Closed jbeezley closed 8 years ago
I actually like this feature to some degree. For the geoapp (now named Minerva), I want to be able to copy a page url (generated whenever the map is moved or scaled) to another browser or window and ensure that all of the area of the map in the original is visible. This way, I can share a map I'm looking at and not worry that the recipient is using a tiny screen and won't see the features I thought were important.
I'm not against changing the behavior; I just wanted to present a use case.
On Thu, Jun 18, 2015 at 4:34 PM, Jonathan Beezley notifications@github.com wrote:
In all other mapping libraries, when you resize the window the visible bounds change but the zoom does not. In geojs, they both change. This makes it impossible to make features with styles given in pixel distances (point radius, line width, etc.) to be consistent.

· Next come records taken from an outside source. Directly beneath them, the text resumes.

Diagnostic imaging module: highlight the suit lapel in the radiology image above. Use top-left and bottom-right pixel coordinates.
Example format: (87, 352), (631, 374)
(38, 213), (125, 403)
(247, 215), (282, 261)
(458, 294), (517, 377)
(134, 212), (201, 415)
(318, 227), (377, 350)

— Reply to this email directly or view it on GitHub https://github.com/OpenGeoscience/geojs/issues/399.
David Manthey R&D Engineer Kitware Inc. (518) 881-4439
I would argue in favor of using map.bounds
for that use case.
@jbeezley just wanted to understand this. So even if you do pixel perfect tile rendering at zoom level 1 you can only cover 512x512 viewport size. So now if the user expands the window viewport, then we will have to get to the next tile zoom level to cover the entire screen or else things will look blur. Are you saying that do that but not modify the zoom level from API point of view? So then the user will get the same zoom level value as before?
That is a fairly rare scenario, but yes, this is what google maps and leaflet do in that scenario. I'm not sure what their api says the zoom level is when that happens. I assume the zoom level returned from the API will always be the zoom level of the tiles shown. In which case resizing the window would in fact trigger a zoom event. For compatibility with other tiled image viewers, we should guarantee that
floor(map.zoom())
.talked to @jbeezley I got the essence. We will fix it when we do the orthographic projection. (viewport clipping that is when we make the window size smaller instead of bringing low res tiles to fit the viewport).
In order to make the tiles pixel-perfect at integer zoom levels, we need to have the map center always snap to coordinates that correspond to a pixel-perfect location. Should this be an option, or should we always do this?
I'm not sure. In parallel projection, it would make sense to enforce this (I assume that is what other mapping libraries do). For perspective, it makes less sense. I'm not sure of consequences of doing it anyway in terms of performance and interactivity.
For the vgl side of things, the enforcement could be at a single code location where we calculate the view matrix. It wouldn't affect performance in a noticeable way.
@manthey I am not entirely sure why the map has to snap to particular coordinates from GL point of view. Can you describe it in bit more detail?
This only applies when we are at integer zoom levels.
Either (a) we can snap the coordinates so that the coordinates of the textures are perfectly aligned with the pixels of the OSM tiles, or (b) we have to change the OSM shaders to snap to the closest pixel in the texture. Otherwise, you'll get interpolation between texture pixels for all pixels.
Feel free to come by for a demo.
Okay, I would phrase it otherwise. The camera will do what it has to do. The tiles and the shader then has to find the center of the texel in that case. I will stop by.
Done in #410.
In all other mapping libraries, when you resize the window the visible bounds change but the zoom does not. In geojs, they both change. This makes it impossible to make features with styles given in pixel distances (point radius, line width, etc.) to be consistent.